Indeed, the sense of a possible turning of the tide was heightened in the very last pool game in Toulouse on Sunday night (October 8), when combative and sprightly northern-hemisphere Portugal beat error-prone southern-hemisphere Fiji 24-23 to record their very first Rugby World Cup win.

Granted, the Pacific islanders - who have won two consecutive men’s rugby sevens Olympic gold medals - still progressed to the quarter-finals; but the scoreline was nevertheless one of the most eye-catching of the competition so far.

For all that, it might be wise to wait for at least one more week before proclaiming that the sport’s natural order of things - with the south on top and the north for ever scrambling to catch up - really has been subverted.

Yes, the two biggest clashes so far - France’s opening day bust-up at the Stade de France against New Zealand and Ireland’s impressive 13-8 subduing of the Springboks two weeks later - have both gone the north’s way.

That essentially is why Six Nations teams came out on top of all four pools.

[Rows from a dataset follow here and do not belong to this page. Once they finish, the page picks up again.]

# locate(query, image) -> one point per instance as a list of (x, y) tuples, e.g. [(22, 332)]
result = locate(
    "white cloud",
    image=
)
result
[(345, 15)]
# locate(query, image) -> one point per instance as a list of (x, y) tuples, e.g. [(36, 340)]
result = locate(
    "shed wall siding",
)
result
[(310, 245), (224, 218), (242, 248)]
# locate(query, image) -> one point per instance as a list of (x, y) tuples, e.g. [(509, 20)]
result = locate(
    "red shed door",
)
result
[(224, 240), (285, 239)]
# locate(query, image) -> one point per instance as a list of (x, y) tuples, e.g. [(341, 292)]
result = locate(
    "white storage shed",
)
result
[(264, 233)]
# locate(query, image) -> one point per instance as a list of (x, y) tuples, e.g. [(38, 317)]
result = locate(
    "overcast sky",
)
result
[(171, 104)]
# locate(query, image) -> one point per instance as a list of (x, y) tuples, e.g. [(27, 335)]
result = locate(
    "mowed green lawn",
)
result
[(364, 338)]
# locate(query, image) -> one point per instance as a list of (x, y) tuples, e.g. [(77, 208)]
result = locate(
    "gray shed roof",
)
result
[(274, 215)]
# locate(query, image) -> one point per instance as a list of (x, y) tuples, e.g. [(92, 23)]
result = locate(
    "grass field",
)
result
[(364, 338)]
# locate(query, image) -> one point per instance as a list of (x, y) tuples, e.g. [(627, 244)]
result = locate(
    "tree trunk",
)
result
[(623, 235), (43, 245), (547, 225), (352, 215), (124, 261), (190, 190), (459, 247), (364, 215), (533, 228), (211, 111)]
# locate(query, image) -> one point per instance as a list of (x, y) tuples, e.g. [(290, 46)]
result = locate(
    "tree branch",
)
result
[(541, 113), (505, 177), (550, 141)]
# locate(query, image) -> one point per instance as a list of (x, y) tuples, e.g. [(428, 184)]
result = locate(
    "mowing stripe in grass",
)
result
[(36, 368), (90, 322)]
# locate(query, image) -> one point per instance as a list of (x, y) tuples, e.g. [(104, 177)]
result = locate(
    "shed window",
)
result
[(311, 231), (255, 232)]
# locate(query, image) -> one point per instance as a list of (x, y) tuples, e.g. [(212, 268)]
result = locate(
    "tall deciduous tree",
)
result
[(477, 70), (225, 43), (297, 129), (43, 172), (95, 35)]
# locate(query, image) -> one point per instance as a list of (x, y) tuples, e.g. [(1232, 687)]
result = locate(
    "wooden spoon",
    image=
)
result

But, on the evidence of the rugby played to date, the four teams involved in those two mega-clashes look head and shoulders above the rest; each looks capable of beating the others on days when the bounce of the ball goes in their favour; and two of them - 50 per cent - are from the southern hemisphere.

Because of a draw upon which my colleague Mike Rowbottom pronounced at length in this space yesterday (October 9), the classy quartet are also quarter-final opponents: on Saturday (October 14) Ireland take on New Zealand before hosts France clash with South Africa the following day.

Ireland will hope to add to the recent positive record against New Zealand when they face each other in the quarter-finals in France ©Getty Images
Ireland will hope to add to the recent positive record against New Zealand when they face each other in the quarter-finals in France ©Getty Images

It is possible that the four northern hemisphere pool-winners will go on to become the four semi-finalists; but it is possible too, though I think less likely, that the last four survivors will be composed entirely of southern-hemisphere teams.

At all events, that will be the most sensible juncture at which to assess whether the north has at last overthrown the long-held supremacy of the deep south.

France versus South Africa should be a match for the ages, with Bleus’ fans hoping that their team can emulate the 1958 French tourists who crossed the equator and battled to an epic Test series victory, as chronicled so memorably by Denis Lalanne in a classic book, The Great Fight of the French Fifteen.

But Ireland against the All Blacks the previous day is almost more intriguing.

The Europeans suffered 111 years of hurt before travelling to Chicago and at last beating the New Zealanders for the first time in 2016.

The men in green - who, remember, represent the whole island of Ireland - have won four of the seven games between the two sides since then.

And yet, when it mattered most, four years ago in another World Cup quarter-final in Japan, the All Blacks simply blew their opponents away, notching seven tries in a 46-14 triumph.

If Ireland and their New Zealand-born star, centre Bundee Aki, can reverse that defeat on Saturday in the Stade de France and qualify for a first World Cup semi-final, it would amount to a stunning turnaround - and a strong signal that, yes, perhaps the north really is finally wresting rugby union supremacy away from the south, its traditional home.